The negative effect of opioid overdose deaths on the change in life expectancy is likely underestimated because the accuracy and completeness of information recorded on death certificates affects cause-specific death rates. A specific drug is not listed on the death certificate in as many as one quarter of overdose deaths. Increases in U.S. life expectancy at birth have leveled off from a mean of 0.20 years gained annually from 1970 to 2000 to 0.15 years gained annually from 2014 to 2015, and is now lower than most high-income countries, and this gap is predicted to continue to increase. These findings strongly suggest that finding ways to prevent opioid-related overdose deaths will be important to once again begin achieving healthy increases in life expectancy in this country.

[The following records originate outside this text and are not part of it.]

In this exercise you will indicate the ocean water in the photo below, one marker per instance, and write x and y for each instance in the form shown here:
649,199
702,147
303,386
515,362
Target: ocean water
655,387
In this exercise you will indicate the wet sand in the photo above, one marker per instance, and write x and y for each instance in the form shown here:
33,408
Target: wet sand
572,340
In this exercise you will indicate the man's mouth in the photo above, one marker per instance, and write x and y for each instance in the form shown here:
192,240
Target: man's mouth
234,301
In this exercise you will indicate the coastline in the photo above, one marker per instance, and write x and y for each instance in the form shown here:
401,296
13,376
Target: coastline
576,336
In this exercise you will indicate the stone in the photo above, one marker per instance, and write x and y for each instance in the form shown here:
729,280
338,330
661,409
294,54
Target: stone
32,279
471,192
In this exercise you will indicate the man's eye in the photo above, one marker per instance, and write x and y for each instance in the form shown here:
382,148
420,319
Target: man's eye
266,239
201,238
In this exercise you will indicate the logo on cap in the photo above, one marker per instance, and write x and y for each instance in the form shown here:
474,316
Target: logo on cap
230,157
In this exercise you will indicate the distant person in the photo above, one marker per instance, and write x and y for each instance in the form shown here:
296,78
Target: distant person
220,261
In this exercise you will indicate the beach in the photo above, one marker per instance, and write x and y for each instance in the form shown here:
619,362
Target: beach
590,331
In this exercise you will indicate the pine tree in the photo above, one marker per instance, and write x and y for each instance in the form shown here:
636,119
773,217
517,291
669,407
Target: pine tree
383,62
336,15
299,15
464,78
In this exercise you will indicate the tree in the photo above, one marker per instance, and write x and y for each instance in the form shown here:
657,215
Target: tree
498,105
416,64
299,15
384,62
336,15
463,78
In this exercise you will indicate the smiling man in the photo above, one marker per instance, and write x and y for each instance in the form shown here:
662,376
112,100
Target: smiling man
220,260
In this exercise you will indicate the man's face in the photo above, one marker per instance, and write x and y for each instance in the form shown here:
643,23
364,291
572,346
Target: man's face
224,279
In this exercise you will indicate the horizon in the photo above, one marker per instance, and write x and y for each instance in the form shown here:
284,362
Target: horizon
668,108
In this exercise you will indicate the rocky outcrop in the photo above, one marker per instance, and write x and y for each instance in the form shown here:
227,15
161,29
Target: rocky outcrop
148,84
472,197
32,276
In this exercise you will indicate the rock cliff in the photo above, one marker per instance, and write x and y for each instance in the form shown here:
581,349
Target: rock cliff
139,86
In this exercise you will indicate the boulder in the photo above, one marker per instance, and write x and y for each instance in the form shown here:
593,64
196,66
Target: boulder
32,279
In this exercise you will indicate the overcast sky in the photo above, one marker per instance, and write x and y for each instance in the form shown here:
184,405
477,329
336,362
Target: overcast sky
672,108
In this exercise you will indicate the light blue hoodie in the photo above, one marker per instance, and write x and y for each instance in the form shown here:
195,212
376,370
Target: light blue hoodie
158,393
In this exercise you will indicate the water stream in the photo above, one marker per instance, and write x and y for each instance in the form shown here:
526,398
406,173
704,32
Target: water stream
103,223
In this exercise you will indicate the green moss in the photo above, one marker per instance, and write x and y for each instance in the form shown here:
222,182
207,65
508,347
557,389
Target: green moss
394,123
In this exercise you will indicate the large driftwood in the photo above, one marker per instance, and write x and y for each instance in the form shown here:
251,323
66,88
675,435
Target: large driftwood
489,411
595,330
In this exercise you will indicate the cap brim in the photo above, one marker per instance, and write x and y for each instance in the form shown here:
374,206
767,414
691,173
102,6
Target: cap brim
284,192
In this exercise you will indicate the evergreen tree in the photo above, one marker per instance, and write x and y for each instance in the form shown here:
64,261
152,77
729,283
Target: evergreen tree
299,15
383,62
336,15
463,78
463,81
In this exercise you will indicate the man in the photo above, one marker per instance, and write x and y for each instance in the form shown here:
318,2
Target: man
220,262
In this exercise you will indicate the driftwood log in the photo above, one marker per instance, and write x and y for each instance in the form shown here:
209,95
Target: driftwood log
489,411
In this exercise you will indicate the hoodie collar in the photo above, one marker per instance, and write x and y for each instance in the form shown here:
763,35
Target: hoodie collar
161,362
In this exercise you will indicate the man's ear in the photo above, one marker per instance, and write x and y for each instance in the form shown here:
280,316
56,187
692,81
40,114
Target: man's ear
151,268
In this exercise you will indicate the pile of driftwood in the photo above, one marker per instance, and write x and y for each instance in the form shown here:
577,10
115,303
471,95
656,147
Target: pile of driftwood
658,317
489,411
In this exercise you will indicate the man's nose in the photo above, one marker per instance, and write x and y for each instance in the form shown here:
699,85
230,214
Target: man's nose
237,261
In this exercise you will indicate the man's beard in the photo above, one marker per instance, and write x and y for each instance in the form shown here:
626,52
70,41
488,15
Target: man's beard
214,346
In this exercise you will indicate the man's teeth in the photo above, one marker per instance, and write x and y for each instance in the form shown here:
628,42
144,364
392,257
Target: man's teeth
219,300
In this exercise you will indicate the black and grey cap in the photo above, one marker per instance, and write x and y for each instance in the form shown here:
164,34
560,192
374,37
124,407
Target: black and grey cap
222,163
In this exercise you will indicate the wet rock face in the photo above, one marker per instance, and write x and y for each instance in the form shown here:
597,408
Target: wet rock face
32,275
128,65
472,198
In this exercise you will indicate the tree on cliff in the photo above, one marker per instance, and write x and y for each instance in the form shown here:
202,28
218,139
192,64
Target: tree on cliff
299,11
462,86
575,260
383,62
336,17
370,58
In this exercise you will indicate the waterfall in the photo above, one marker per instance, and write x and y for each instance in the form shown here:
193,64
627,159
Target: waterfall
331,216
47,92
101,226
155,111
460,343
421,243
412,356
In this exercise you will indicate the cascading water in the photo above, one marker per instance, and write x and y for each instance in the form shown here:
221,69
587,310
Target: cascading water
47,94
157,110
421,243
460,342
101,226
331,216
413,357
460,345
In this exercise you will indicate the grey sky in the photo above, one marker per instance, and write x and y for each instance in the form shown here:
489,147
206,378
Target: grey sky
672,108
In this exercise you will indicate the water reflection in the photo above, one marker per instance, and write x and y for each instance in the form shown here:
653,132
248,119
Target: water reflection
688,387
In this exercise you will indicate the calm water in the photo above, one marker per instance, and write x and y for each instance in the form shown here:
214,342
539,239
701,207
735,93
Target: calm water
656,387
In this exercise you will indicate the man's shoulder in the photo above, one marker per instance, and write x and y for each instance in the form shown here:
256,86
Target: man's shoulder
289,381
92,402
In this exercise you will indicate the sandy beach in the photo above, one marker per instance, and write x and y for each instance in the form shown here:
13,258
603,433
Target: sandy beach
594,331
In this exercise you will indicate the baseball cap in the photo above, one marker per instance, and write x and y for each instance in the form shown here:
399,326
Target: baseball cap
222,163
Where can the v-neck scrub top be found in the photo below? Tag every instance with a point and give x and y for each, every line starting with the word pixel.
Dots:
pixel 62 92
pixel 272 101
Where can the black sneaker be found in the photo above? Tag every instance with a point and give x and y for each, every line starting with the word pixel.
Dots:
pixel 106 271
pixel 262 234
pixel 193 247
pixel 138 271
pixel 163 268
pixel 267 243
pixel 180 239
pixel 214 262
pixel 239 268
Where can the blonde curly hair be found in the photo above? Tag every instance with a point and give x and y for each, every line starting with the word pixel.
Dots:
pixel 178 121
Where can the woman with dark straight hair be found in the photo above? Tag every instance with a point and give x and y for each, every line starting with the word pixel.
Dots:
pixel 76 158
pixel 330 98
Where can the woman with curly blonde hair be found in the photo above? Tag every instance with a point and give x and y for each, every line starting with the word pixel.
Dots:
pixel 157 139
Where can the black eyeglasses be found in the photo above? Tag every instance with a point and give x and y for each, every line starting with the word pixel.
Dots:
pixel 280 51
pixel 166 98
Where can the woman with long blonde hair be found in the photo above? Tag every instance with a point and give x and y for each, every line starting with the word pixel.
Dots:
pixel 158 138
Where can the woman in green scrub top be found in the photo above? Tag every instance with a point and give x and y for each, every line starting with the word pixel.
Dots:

Incidentally, recently NYC announced a lawsuit against opioid manufacturers. This is akin to suing the manufacturer of a pistol because someone committed suicide with it. While it may be commendable that the City is trying to do something about the opioid epidemic, it’s my opinion (I admit I’m not a lawyer) that this lawsuit will have a difficult uphill battle. I believe the City would have better success by tracking opioid prescriptions and going after healthcare providers that overprescribe or inappropriately prescribe them.